No, because there is a large difference between seeing the content on powerpoint and having boards questions on it, compared to implementing interventions daily for 30-60 minutes a session. OMM is only a subset of practice as well, and good therapists are changing their plans while referencing physical therapy research which have their own journals....and the literature has grown extensively.
I use this as a comparison quite a bit:
A psychologist using psychotherapy at week 3 shouldn't require psychiatric consultation and input into their treatment effectiveness, unless it's discourse over pharmaceuticals, managing the same condition. Psychiatrists and psychologists have some pretty solid interprofessional respect and work well even with conservative competition between them. Therapists aren't there yet....but we can get there.
So in your opinion, should all PT referrals from physiatrists just state the injury and "evaluate and treat"?
It depends.
The physiatrists I've seen at some places do that, as they have mutual respect among the disciplines' decisionmaking, although I don't think new grads (PTs) have that directly upon graduation, as you don't have enough cases under your belt, which is why there is a desire for a residency year and to change the training pathway....the problem is making it financially viable.
If you have precautions you're concerned about, I would like to see that personally in notes, which is where emr works well. I try to reference everything before the pt. walks in.
I've also seen places where a simple, generic icd pain diagnosis is given, and the therapist is doing all differential, explaining imaging to patients via emr after it has been ordered and billed in a different room, and tx themself while the referrer is a steady referral source stream, making marketing unnecessary.
Again each setup is different.
I think your a bit insecure. I send a patient to you with the wrong working diagnosis...it’s your responsibility to make the right decision for the sake of the patient. It is also my responsibility to do what’s in the best interest of the patient. People DO make mistakes...even PT’s...in spite of having more specific training in the field.

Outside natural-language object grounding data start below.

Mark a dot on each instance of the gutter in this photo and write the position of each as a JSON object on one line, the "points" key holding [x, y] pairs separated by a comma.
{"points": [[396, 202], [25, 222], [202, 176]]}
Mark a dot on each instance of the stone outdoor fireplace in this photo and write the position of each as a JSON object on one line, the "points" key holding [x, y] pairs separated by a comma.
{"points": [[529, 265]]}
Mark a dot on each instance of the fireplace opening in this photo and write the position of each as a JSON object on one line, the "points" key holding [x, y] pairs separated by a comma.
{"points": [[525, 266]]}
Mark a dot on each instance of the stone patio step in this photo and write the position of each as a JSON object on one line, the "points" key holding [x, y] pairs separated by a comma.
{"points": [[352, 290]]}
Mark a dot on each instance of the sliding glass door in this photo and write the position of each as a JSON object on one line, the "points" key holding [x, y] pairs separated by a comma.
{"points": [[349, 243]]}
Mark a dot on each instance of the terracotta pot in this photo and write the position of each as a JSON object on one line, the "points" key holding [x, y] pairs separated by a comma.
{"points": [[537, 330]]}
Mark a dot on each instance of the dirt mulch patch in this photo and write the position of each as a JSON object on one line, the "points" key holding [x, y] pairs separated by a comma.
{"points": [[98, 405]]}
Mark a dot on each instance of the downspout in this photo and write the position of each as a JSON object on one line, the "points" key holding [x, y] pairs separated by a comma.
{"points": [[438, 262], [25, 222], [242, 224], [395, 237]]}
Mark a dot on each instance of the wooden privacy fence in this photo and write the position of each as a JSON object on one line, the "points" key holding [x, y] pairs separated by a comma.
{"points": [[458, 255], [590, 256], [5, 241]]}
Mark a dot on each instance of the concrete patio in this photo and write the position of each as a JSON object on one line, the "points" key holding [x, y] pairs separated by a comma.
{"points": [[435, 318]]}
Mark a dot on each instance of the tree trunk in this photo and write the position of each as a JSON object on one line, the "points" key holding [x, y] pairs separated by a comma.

Your mindset is a bit dangerous.
To comment on one thing mentioned, it is the therapist license on the line, is it not? I'm not sure on your setup, maybe yours is too, I'm not sure.
This is different than the NP and CRNA dynamic though, in which they are actually under supervision using the same legalities, and errors will cost the attending their license, as they cosign.
You seem very approachable for discussion by the way.